While the twin correlations were significantly different than zero, they were low in absolute terms. An r = 0.23 (intraclass correlation calculated across MZ and DZ twins) corresponds to only 5.5% of variance explained. As another way to understand this relatively low correlation, we estimated how well one twin pair’s response to a particular stimulus could predict their co-twin’s response to the same stimulus. Across subjects, prediction error (root-mean squared error) was 44 ± 17% for a given stimulus. Strikingly, if we instead use the mean value for a given stimulus across all subjects (except the subject being predicted), prediction error improved to 35 ± 10% for a given stimulus (p < 10–16, Wilcoxon signed–rank test).
Control Analyses
First, we verified that the intraclass correlations between actual twins (MZ and DZ twins combined, r = 0.25 and 0.17 for McGurk and auditory percepts, respectively) were higher than would be expected for randomly selected non-twin pairs for both McGurk illusion percepts (mean simulated |r| < 0.01, 95% bootstrap interval CI: −0.14 to 0.13) and auditory percepts (mean |r| < 0.01, 95% CI: −0.14 to 0.12).
Second, we examined demographic explanations for individual differences in McGurk susceptibility. Age, gender, birth order, and their interactions failed to explain a significant portion of the variance in McGurk susceptibility (linear mixed effects model with gender, age, birth order, and all two- and three-way interactions as fixed factors; subject and stimulus were random effects; all parameter tests yielded |t| < 1.15, ps > 0.25).
Finally, we verified that there were no mean differences between MZ and DZ groups in any percept category: McGurk, MZ vs. DZ, 48 ± 23% vs. 48 ± 25%, t(322) = −0.06, p = 0.95; auditory: 23 ± 22% vs. 26 ± 22%, t(322) = 0.96, p = 0.34; visual: 13 ± 13% vs. 12 ± 11%, t(322) = −0.97, p = 0.33; other: 16 ± 15% vs. 15 ± 13%, t(322) = −0.56, p = 0.58.
Discussion
Twin studies have a long and troubled history of being used to support unjustified conclusions that human behavior is strongly genetically determined, reviewed in Joseph (2015). Strong claims about the heritability of behavior rest on many assumptions, including the conjecture that MZ and DZ twins experience equal environments, so that greater behavioral similarity between MZ than DZ co-twins can only be explained by greater genetic similarity. However, in utero, approximately two-thirds of MZ twins share placentas, while no DZ twins share placentas. Since most MZ co-twins are exposed to exactly the same concentration and temporal variation in developmentally active biochemical factors in their shared circulation, MZ twins have much more similar prenatal environments than DZ twins, invalidating the equal environment assumption.
Keeping these caveats in mind, we found that the degree of susceptibility to the McGurk effect in MZ and DZ twins was significantly more similar than chance, demonstrating that shared genes and environment play some role in determining McGurk susceptibility. However, the percent variance explained (r2) was only 5.5% (averaged across MZ and DZ twins) and there was no significant difference between MZ and DZ twins. Put another way, for both MZ and DZ twins, knowing how often one co-twin perceived the McGurk effect provided little information on the McGurk perception of the other co-twin.

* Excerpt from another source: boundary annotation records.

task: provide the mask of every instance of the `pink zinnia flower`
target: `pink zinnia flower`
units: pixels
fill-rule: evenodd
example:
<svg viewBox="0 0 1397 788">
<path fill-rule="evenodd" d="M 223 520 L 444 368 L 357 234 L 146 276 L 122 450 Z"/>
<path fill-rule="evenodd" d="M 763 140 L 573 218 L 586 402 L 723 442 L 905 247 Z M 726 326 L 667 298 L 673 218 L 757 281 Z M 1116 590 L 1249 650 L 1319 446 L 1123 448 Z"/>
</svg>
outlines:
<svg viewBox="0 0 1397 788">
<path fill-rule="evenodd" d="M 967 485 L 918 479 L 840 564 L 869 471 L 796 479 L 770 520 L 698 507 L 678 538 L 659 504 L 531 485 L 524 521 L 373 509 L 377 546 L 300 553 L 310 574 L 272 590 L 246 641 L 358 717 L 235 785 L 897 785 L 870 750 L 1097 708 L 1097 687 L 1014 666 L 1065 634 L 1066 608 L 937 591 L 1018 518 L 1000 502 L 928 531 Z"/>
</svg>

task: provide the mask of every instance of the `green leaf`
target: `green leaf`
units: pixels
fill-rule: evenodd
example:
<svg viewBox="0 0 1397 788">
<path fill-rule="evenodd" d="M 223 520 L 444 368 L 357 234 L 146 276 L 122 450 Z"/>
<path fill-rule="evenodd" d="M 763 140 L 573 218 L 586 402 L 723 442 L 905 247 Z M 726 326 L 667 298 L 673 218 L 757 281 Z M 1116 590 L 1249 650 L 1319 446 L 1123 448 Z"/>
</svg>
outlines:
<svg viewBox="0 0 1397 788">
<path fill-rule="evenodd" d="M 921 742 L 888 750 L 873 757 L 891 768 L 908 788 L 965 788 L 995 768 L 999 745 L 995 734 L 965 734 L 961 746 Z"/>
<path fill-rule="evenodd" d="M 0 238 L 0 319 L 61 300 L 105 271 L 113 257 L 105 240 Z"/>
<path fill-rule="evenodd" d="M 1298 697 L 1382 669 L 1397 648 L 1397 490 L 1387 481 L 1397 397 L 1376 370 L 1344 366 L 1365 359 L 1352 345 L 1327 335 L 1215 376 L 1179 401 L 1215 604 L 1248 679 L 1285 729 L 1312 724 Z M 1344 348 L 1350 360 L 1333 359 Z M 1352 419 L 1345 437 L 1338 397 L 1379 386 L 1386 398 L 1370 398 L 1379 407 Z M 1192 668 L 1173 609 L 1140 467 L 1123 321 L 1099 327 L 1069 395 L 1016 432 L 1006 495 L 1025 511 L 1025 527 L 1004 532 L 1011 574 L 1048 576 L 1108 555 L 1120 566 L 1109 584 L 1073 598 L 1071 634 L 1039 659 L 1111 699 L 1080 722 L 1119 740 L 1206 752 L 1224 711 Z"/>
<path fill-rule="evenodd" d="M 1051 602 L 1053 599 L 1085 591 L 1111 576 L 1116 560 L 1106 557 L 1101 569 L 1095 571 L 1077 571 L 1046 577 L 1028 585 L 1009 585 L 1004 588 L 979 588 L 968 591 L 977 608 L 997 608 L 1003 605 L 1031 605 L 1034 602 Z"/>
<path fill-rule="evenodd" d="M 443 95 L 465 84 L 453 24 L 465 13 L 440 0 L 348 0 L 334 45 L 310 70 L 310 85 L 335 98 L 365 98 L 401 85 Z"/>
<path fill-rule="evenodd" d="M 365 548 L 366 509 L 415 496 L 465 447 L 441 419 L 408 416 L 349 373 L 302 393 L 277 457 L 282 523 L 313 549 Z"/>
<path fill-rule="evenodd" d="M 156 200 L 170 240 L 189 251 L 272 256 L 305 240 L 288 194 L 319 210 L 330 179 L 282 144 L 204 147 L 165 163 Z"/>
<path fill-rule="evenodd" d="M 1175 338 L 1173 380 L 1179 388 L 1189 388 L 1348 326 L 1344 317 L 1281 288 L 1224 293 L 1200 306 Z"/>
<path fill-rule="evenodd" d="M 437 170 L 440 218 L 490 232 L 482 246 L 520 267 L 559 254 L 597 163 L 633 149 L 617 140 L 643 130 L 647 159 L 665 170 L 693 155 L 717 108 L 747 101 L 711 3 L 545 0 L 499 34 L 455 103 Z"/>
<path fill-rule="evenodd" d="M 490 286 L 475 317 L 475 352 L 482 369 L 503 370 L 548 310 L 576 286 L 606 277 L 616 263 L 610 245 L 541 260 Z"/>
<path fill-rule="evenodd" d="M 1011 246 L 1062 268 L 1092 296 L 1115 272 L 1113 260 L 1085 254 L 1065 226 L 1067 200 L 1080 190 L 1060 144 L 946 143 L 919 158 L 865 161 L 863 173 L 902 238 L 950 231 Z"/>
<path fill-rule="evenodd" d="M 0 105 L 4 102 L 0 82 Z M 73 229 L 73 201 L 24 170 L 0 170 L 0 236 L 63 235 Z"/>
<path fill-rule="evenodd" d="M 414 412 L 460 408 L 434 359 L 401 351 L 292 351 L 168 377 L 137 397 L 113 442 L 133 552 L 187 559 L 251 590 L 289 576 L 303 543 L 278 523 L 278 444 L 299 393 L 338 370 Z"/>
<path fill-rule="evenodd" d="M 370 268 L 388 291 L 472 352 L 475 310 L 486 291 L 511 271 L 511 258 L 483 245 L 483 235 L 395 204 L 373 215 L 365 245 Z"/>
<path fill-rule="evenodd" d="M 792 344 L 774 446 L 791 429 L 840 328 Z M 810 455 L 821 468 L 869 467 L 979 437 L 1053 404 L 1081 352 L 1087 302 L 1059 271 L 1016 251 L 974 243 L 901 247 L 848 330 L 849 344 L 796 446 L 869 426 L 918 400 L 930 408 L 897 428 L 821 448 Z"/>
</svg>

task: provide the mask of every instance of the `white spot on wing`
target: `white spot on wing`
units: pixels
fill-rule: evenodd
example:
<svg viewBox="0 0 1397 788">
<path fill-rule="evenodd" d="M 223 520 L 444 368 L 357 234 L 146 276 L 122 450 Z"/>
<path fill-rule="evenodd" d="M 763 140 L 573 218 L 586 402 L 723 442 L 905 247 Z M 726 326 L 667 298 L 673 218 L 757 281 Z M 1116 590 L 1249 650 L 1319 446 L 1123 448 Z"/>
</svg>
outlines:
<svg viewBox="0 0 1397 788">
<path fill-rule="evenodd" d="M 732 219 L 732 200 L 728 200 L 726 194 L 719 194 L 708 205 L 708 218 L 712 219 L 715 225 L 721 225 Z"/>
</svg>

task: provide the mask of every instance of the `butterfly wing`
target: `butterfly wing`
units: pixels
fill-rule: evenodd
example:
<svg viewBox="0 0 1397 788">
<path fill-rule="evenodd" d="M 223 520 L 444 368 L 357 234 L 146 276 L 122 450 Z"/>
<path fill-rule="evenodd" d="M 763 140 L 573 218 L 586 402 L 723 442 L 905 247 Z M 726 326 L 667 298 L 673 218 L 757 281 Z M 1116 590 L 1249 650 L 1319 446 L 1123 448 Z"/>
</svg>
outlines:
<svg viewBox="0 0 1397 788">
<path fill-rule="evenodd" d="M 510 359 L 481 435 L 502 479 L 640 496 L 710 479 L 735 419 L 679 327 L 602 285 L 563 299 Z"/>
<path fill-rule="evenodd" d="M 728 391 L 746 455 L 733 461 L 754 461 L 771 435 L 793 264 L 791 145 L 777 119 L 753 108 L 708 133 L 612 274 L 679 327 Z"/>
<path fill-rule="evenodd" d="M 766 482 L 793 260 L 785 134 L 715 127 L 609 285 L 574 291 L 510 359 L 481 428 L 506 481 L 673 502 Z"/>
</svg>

This result argues against a deterministic view of individual differences in the McGurk effect. A growing body of literature shows that McGurk susceptibility is significantly, but weakly, correlated with a number of cognitive and personality factors, including the pattern of eye movements made when viewing a talking face (Gurler et al., 2015); lipreading skill (Strand et al., 2014; Brown et al., 2018); temporal binding window (Stevenson et al., 2012); and autistic traits (Van Laarhoven et al., 2019). Taken together, these findings suggest that audiovisual speech perception, as assayed with the McGurk effect, is similar to other complex human behaviors in that it is influenced by a host of factors, both genetic and environmental.
Stimulus Variability
The audiovisual recordings of ba/ga and pa/ka used by McGurk and MacDonald in their original study are lost (McGurk and MacDonald, 1976; Beauchamp, 2018; MacDonald, 2018) forcing each laboratory to create their own stimuli. These stimuli vary in efficacy, hindering across-study comparisons (Alsius et al., 2018). Other studies have reported high interstimulus variability across different stimulus exemplars of ba/ga (Jiang and Bernstein, 2011; Basu Mallick et al., 2015), pa/ka (Magnotti and Beauchamp, 2015) and ba/fa (Shahin et al., 2018; Shahin, 2019).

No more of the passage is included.